Imagine your out and about and you spot something cool, like a bird in flight.  You snap a  picture with your Iphone.  Later on you manage to get a similar picture using your G5.  Problem is you were a ways away and the bird is pretty small in the shot.  So you take both images and go to your computer and blow them up.  The picture taken with your Iphone.. well the second you start blowing it up and trying to recrop it it starts looking like crud.  The image you took with your G5?  It's a much higher resolution image to begin with so it gives you a whole lot more editing options.  This will very often make the difference between a shot that isn't worth keeping and a really great shot that is worth keeping.


----------



## brunerww (Nov 28, 2013)

Hi honza - welcome to the world of micro 4/3!  I'm guessing that you have the G5 with the 14-42 f3.5-5.6 lens?

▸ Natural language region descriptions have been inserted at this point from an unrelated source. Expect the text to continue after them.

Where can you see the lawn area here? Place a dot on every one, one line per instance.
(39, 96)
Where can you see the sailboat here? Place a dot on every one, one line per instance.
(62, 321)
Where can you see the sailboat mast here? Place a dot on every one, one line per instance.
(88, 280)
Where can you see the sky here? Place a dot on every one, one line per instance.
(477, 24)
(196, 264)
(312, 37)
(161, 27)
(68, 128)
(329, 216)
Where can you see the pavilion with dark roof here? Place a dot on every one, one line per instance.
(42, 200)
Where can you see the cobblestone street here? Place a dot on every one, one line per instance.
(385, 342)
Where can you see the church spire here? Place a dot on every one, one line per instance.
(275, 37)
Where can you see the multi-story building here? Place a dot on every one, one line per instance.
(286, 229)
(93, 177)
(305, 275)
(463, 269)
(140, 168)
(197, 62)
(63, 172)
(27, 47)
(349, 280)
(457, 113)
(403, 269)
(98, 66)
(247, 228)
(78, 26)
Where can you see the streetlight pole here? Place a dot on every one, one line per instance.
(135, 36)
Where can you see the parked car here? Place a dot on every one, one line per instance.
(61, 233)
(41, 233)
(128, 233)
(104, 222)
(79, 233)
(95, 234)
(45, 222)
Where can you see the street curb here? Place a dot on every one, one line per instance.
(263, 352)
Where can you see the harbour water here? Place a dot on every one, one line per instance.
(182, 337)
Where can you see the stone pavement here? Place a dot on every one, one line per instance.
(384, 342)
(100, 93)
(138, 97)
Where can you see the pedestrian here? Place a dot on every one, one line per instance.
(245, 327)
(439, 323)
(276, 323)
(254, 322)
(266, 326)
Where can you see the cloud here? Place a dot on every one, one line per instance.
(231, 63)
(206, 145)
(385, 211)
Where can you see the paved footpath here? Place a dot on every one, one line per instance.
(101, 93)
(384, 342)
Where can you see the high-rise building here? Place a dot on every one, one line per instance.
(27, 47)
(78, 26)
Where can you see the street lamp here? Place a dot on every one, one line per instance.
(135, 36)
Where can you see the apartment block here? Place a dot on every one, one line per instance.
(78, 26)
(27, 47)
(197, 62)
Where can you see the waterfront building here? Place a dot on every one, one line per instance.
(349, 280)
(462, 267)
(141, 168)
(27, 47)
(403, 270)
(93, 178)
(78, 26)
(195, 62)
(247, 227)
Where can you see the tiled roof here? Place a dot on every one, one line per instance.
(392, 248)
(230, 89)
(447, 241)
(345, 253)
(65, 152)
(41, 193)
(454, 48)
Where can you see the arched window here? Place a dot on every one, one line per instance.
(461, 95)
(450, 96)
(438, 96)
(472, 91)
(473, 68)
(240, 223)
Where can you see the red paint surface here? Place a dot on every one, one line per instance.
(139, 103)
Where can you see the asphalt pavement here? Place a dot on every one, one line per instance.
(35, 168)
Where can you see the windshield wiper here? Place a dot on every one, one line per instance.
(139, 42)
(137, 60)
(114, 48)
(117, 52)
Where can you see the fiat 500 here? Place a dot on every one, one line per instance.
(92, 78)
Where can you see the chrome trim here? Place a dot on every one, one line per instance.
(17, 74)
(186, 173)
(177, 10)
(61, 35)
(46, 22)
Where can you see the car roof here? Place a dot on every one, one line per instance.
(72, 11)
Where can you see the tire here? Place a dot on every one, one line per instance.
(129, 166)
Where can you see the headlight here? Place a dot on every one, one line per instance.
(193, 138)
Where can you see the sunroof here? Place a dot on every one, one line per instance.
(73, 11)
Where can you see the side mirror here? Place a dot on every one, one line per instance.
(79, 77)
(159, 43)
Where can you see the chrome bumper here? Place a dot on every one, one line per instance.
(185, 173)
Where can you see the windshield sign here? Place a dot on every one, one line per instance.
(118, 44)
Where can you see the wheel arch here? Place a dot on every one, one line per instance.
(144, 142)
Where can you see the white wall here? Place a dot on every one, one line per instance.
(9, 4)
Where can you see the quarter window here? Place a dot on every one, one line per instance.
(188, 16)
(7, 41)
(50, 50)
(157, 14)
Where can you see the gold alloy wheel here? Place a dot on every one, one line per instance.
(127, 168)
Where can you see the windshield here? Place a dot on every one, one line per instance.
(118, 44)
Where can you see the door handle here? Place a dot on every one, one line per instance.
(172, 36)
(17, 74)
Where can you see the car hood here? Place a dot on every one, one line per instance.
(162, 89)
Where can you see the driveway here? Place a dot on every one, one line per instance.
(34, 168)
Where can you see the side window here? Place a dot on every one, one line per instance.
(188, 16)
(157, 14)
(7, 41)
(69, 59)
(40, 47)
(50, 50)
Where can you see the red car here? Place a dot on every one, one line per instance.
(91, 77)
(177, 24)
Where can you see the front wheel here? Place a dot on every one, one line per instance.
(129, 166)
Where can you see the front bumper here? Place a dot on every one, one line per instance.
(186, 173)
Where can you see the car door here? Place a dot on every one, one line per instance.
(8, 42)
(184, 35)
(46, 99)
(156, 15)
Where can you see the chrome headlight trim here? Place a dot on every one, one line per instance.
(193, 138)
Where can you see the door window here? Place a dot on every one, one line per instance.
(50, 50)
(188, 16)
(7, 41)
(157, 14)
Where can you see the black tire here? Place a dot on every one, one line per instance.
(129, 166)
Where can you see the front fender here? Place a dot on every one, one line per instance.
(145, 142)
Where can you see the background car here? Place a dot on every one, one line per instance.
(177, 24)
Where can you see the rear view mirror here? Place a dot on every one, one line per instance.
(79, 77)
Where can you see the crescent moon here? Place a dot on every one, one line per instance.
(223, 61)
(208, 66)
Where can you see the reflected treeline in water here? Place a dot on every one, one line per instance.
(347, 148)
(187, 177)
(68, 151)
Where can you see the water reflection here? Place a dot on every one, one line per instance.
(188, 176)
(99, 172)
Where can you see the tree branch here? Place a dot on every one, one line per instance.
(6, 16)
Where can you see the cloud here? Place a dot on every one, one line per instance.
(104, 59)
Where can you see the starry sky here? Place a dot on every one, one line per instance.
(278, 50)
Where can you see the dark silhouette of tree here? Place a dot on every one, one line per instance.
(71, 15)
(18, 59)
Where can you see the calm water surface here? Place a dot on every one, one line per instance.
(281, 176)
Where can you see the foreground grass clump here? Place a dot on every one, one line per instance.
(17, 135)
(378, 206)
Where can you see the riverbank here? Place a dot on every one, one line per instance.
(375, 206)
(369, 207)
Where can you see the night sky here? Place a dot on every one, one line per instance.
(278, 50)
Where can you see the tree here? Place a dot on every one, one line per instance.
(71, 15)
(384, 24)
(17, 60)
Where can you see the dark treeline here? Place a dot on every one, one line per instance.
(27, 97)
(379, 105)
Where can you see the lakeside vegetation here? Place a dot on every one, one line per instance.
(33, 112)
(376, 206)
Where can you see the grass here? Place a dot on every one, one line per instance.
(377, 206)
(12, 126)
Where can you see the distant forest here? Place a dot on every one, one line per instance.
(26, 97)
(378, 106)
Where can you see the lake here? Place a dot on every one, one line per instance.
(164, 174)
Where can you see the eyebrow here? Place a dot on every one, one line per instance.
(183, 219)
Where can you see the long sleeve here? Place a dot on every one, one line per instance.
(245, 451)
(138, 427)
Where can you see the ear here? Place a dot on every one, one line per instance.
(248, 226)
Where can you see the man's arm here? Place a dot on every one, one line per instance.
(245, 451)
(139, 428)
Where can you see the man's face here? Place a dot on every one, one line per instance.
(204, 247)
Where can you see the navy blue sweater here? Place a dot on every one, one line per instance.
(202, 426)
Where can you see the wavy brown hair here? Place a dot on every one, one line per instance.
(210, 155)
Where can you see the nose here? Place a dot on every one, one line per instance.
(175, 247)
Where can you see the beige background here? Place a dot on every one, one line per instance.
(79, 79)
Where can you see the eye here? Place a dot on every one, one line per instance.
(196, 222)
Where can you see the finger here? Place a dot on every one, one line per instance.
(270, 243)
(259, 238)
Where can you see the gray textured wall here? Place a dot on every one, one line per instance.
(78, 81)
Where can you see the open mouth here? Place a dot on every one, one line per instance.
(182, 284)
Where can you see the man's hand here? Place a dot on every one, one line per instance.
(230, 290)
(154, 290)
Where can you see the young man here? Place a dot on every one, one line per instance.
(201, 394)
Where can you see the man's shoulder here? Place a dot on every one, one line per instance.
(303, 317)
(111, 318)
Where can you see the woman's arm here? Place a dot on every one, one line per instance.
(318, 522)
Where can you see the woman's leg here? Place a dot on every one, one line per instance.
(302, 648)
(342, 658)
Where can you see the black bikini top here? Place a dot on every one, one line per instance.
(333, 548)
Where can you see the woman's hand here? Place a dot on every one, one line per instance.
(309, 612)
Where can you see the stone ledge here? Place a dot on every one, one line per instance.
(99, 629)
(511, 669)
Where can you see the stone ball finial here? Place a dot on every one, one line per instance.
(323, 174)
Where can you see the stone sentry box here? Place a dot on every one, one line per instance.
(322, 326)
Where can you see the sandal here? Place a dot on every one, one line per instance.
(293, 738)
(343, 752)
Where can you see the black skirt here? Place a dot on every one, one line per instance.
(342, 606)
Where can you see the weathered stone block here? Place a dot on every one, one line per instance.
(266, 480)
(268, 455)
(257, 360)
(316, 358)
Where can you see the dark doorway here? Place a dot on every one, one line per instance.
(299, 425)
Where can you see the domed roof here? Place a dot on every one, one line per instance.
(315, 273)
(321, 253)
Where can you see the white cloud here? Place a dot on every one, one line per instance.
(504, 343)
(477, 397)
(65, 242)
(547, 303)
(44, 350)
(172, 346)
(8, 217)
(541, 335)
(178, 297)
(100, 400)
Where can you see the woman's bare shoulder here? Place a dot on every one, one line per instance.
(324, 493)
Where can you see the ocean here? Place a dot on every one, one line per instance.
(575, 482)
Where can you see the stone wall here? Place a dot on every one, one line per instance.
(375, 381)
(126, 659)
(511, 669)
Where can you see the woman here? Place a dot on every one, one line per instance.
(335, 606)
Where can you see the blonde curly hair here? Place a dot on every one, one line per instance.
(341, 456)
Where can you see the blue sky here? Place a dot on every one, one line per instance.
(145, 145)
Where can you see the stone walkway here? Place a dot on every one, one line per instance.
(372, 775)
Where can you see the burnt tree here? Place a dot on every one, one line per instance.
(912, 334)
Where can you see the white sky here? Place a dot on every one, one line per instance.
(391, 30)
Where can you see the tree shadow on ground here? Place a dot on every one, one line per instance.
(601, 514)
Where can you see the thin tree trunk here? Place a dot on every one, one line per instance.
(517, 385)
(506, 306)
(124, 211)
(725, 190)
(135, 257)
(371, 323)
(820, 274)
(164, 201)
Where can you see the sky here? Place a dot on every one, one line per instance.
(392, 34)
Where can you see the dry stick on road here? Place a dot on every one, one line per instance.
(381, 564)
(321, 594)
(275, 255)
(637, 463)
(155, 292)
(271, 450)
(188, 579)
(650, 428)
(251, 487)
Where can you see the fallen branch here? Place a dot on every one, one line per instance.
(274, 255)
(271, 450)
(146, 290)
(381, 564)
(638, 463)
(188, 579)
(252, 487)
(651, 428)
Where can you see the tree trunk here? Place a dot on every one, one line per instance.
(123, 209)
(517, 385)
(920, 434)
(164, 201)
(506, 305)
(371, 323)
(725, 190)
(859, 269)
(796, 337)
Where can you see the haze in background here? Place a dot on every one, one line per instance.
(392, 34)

The shallow depth of field and higher resolution that would differentiate any large sensor camera from an iPhone is not really apparent (especially when viewed on a laptop or a tablet screen) until you get to wider apertures and longer focal lengths than you can get with your lens.

It wouldn't cost that much to get an old manual lens to practice with - I have an old 50mm f1.8 Canon FD with an inexpensive adapter that does a pretty good job of shallowing out the DoF.

Here is a picture taken with the Panasonic GH3 and the 50mm Canon FD (no flash).  Settings are f1.8, ISO 200 and 1/40th of a second.  Exposure was biased +1/3 of a stop (no filters, no post-processing):


​

Here is the same picture taken with an iPhone 5 in full auto with flash:

​

The lighting isn't great for either picture, but you get the idea.  In the large sensor photo, note that the Olympus logo on the lens cap is in focus, while the Blackmagic logo on the camera is not - while everything is in relatively harsh focus in the iPhone shot.

If you don't want to fool around with manual lenses, you can get the Olympus 45mm f1.8 for less than $300 and get the same effect.

Hope that's helpful and Happy Thanksgiving!

Bill


----------



## honza (Nov 28, 2013)

This is very helpful. So if I understand correctly, the most important factor in achieving the "bokeh" effect is the distance ratio (how close you are to the subject and the subject to the background), and the sensor size and the lens affects that ratio. For example, in playing around with my iPhone, I could get a blurred background but only if I'm very close to the subject, and the background is far away. Whereas with better equipment, I can adjust that ratio and be further away and still get that effect (correct me if I misunderstand). 

So, it seems that for landscape photography, where I don't zoom, am not taking shots at night, and am not viewing in a higher than 8 MP resolution (i.e. on a computer or on a tablet) the iPhone will be very comparable with most DSLR/MILC setups in the $400-700 range? Portrait photography and action seems to be where you get a big difference in shot quality, with the ability to blur the background, freeze motion; also for water shots or night photos where you use a long shutter and a tripod?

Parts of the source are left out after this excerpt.